B. LES PUISSANCES RÉGIONALES COMME LA TURQUIE INTERVIENNENT DE MANIÈRE CROISSANTE POUR RENFORCER LEUR INFLUENCE DANS LES BALKANS OCCIDENTAUX

Parallèlement au réinvestissement des puissances globales pour renforcer leur pouvoir d'influence sur la zone, la Turquie est une puissance régionale qui entretient des liens historiques avec les pays des Balkans occidentaux. L'appartenance de la Turquie à l'OTAN a pour conséquence que le rapprochement avec la Turquie n'est pas perçu par les dirigeants des Balkans comme contradictoire avec l'intégration euroatlantique de leur pays. La Turquie conserve par ailleurs le statut de pays candidat à l'Union européenne depuis 1999 et ne se constitue dès lors pas comme un rival d'Union européenne dans les Balkans. Pour autant, la Turquie présente l'avantage de fournir aux pays des Balkans une coopération économique et une aide soumis à moins de conditions que celle de l'Union européenne, notamment en matière d'État de droit.

La présence de la Turquie dans les Balkans occidentaux est d'abord soutenue par les relations commerciales entre les deux espaces et la Turquie constituait en 2019, devant la Russie, le deuxième partenaire commercial des pays des Balkans avec 4,6% des biens échangés. Le dynamisme de ces échanges est soutenu par le fait que la Turquie a signé des accords de commerce bilatéraux avec chacun des six pays des Balkans occidentaux. Parallèlement, la Turquie est aussi impliquée dans plusieurs chantiers d'infrastructures particulièrement médiatisés dont notamment ceux des autoroutes reliant Belgrade à Sarajevo et Tirana à Pristina.

Sur le plan géographique, la Turquie est particulièrement présente dans les pays où sont concentrées les principales communautés musulmanes c'est-à-dire l'Albanie, le Kosovo et la Bosnie-Herzégovine. La Turquie déploie dans ses pays une diplomatie d'influence qui s'appuie notamment sur le financement de programme de réhabilitation du patrimoine remontant à la période ottomane, sur la diffusion de séries télévisées populaires et le sur le développement du réseau des centres culturels Yunus Emre.

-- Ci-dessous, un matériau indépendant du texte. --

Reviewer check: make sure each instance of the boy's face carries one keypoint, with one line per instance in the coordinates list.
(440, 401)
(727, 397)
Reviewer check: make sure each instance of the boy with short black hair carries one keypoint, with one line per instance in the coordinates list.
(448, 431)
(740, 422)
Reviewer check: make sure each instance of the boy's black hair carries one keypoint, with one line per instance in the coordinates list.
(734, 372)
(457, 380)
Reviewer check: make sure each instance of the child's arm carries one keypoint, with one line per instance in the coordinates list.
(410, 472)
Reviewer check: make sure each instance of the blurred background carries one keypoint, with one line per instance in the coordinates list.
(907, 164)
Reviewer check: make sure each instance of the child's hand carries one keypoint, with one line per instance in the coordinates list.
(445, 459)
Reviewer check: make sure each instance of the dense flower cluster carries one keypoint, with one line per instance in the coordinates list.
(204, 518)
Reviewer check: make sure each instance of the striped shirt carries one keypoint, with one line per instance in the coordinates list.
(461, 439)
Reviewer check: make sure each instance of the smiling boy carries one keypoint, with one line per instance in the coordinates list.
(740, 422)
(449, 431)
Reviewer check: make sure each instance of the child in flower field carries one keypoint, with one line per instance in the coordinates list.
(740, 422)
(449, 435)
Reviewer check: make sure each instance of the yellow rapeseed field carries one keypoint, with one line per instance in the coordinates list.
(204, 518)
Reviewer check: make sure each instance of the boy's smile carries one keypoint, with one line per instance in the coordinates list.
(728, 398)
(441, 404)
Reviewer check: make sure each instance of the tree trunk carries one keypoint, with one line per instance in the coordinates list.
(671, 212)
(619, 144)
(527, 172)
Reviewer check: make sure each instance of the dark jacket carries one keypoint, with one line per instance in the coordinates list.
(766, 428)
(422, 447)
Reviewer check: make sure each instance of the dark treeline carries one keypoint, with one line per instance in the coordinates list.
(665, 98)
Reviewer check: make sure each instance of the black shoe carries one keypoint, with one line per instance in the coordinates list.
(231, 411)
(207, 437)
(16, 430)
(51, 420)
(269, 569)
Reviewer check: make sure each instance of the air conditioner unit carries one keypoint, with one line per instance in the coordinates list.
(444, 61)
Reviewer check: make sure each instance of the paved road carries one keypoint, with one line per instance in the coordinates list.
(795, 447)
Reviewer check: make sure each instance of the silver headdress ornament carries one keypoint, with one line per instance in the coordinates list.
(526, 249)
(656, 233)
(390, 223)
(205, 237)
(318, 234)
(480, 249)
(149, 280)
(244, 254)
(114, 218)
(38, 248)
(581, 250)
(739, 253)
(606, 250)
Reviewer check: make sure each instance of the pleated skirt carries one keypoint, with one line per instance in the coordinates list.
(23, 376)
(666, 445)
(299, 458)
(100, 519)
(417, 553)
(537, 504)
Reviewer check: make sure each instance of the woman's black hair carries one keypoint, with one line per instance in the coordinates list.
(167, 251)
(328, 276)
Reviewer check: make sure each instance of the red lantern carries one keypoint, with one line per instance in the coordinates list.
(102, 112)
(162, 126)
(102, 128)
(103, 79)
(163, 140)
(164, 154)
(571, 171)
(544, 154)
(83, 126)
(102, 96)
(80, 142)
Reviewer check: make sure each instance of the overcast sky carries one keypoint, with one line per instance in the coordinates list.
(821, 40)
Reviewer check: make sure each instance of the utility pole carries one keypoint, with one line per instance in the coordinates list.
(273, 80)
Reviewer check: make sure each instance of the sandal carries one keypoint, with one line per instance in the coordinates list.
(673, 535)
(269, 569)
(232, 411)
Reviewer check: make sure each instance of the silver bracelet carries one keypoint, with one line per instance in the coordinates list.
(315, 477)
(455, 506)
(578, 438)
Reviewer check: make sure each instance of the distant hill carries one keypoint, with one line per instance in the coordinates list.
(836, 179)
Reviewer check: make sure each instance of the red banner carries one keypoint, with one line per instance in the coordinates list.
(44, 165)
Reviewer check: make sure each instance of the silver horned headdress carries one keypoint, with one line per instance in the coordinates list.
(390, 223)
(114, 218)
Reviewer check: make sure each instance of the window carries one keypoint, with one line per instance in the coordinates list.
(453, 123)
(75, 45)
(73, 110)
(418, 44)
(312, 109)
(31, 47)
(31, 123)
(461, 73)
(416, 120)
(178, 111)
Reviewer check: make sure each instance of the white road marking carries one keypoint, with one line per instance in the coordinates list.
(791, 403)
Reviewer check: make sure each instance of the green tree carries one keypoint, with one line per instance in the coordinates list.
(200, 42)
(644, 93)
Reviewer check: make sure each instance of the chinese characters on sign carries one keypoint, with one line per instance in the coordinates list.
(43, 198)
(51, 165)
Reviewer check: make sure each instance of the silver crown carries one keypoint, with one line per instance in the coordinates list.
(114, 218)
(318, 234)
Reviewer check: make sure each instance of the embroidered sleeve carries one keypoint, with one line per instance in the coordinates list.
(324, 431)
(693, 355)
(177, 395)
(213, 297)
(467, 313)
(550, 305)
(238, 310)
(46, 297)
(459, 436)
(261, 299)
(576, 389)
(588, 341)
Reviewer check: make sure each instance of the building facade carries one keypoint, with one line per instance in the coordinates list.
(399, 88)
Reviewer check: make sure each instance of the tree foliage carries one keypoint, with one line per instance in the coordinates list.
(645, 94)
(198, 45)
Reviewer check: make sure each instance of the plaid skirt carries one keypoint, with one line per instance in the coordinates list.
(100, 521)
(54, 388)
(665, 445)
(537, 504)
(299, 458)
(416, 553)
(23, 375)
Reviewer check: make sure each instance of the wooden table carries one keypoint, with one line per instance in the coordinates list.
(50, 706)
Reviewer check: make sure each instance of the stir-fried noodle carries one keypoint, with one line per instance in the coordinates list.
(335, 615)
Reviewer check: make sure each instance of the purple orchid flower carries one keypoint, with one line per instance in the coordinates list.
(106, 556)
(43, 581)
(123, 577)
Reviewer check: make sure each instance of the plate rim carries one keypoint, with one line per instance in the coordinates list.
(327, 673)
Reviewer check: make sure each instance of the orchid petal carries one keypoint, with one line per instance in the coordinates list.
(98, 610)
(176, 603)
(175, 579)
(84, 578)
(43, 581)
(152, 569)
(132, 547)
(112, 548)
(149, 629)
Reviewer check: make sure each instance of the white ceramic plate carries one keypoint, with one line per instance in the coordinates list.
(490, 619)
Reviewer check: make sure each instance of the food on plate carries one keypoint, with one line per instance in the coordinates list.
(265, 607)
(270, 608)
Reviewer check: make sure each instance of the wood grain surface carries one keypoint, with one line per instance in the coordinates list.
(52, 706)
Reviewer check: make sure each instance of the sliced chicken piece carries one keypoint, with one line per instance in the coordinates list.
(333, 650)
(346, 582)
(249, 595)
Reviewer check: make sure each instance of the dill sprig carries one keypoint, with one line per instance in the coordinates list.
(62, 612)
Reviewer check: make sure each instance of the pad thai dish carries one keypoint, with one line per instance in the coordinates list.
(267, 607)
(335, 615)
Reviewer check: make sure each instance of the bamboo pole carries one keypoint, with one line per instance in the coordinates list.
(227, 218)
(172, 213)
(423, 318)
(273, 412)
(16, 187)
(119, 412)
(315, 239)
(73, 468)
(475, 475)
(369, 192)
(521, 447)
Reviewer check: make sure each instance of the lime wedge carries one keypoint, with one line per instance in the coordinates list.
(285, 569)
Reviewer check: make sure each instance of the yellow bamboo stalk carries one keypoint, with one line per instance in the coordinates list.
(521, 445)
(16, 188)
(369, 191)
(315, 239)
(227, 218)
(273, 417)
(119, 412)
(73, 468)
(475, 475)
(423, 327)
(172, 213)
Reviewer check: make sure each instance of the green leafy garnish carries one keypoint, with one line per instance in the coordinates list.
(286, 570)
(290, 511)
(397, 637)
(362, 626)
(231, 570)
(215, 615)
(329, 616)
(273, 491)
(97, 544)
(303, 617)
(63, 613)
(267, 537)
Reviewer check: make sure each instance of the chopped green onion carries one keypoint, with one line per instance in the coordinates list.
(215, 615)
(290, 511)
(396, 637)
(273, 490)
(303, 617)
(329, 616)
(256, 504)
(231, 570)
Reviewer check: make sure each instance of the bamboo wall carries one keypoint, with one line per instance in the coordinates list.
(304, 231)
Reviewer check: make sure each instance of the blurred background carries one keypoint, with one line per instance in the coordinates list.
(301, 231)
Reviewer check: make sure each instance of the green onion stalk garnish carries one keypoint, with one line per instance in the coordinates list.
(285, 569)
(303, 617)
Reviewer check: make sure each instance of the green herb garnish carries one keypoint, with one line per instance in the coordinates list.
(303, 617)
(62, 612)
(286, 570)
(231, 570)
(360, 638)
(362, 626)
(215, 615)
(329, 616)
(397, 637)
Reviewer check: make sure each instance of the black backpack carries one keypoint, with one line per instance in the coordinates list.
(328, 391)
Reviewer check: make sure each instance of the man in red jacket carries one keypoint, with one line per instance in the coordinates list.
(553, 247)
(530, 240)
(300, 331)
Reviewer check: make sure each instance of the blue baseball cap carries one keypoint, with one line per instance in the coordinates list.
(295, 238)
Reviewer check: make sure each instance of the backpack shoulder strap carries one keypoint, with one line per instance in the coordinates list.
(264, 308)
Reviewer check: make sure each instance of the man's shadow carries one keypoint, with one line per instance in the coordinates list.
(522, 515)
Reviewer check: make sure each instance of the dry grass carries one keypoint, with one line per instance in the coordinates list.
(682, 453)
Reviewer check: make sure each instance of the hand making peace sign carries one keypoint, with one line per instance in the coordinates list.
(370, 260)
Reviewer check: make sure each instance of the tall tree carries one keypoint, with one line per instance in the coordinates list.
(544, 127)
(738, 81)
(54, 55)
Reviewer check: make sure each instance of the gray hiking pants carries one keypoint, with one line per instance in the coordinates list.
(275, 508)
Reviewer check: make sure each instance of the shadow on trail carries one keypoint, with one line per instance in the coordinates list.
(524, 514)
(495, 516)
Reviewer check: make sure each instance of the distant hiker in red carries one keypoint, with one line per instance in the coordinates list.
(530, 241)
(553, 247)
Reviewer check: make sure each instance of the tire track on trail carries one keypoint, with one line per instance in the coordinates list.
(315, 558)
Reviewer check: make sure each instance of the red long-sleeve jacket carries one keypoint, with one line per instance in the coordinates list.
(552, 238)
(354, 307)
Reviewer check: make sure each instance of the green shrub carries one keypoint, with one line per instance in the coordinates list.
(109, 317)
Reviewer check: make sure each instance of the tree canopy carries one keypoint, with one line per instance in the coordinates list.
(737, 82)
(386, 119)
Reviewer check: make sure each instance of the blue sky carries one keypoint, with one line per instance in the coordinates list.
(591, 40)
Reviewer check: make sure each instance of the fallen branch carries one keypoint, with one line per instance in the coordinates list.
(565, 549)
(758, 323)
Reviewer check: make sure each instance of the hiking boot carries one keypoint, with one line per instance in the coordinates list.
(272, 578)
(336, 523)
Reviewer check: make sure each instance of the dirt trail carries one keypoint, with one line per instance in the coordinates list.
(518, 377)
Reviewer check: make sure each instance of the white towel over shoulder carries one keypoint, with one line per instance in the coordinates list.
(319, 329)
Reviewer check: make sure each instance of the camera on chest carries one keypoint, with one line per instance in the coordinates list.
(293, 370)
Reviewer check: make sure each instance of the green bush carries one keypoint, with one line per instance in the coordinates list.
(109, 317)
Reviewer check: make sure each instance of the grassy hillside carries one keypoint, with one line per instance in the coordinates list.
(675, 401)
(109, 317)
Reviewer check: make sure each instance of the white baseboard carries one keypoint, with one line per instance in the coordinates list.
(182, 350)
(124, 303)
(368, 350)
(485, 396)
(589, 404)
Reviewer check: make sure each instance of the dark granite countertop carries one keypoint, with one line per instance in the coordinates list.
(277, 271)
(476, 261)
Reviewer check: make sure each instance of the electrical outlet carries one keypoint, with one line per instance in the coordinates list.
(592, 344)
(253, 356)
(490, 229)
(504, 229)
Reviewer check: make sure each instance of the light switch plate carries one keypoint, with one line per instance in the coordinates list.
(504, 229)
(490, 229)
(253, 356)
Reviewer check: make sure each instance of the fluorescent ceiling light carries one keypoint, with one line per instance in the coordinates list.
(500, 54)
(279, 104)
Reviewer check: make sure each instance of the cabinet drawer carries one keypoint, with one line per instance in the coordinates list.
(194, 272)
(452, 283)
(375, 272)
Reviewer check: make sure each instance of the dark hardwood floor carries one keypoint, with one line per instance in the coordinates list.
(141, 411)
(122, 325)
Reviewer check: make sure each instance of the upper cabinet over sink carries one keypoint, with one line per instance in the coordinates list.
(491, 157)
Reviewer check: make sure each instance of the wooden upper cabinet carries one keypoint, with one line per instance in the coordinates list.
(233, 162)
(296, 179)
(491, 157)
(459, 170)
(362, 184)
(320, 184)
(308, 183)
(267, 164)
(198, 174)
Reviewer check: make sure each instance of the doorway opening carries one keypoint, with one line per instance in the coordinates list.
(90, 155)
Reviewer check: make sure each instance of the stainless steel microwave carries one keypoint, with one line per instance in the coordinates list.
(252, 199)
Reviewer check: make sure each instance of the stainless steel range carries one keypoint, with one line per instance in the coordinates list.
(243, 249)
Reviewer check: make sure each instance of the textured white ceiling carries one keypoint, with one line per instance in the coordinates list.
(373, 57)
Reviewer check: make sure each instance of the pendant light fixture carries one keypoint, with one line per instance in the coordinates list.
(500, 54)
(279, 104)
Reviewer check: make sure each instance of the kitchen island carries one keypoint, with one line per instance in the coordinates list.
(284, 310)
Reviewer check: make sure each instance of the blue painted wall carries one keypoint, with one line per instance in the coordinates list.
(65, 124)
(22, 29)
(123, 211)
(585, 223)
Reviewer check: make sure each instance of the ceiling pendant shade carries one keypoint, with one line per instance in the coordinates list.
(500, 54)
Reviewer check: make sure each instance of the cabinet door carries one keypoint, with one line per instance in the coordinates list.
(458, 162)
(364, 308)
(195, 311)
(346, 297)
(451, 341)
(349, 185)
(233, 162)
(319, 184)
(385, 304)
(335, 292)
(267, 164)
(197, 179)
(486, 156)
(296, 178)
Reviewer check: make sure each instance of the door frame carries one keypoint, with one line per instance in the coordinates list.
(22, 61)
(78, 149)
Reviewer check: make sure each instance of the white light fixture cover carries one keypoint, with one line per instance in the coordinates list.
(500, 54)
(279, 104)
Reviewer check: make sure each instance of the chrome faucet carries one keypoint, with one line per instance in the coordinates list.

Sur le plan diplomatique, le président turc R. T. Erdogan se rend régulièrement dans les Balkans occidentaux où il entretient des liens de proximités avec plusieurs dirigeants dont notamment le président serbe A. Vucic et le premier ministre albanais E. Rama. Son implication diplomatique dans les Balkans occidentaux a favorisé l'intégration au sein de l'Alliance atlantique de l'Albanie, du Monténégro et de la Macédoine du Nord. La Turquie a également joué, parallèlement à l'implication de l'Union européenne en faveur de la pacification des relations interétatiques dans les Balkans, un rôle de médiateur en accueillant en 2010 un sommet à Istanbul à l'issue duquel la Serbie et la Bosnie-Herzégovine ont signé une déclaration commune qui prévoit l'intensification des relations entre les deux pays dans le contexte de leur candidature à l'Union européenne ainsi que la reconnaissance par la Serbie de l'intégrité territoriale de la Bosnie.

Enfin sur le plan militaire, la Turquie a signé en 2012 un accord de coopération militaire avec le Kosovo qui prévoit l'approvisionnement militaire par la Turquie des forces de sécurité du Kosovo. La Turquie a également signé en 1992 un accord de coopération militaire avec l'Albanie qui prévoit notamment l'entrainement des militaires albanais par la Turquie et qui a été complété en février 2020 par un plan de coopération en matière de défense.

La présence stratégique de la Turquie dans les Balkans en par surcroît assurée par la participation importante de la Turquie aux opérations euro-atlantiques déployées dans la zone en étant le troisième contributeur de la mission EUFOR Althéa en Bosnie-Herzégovine avec 138 personnels et le quatrième contributeur de la KFOR au Kosovo avec 350 personnels.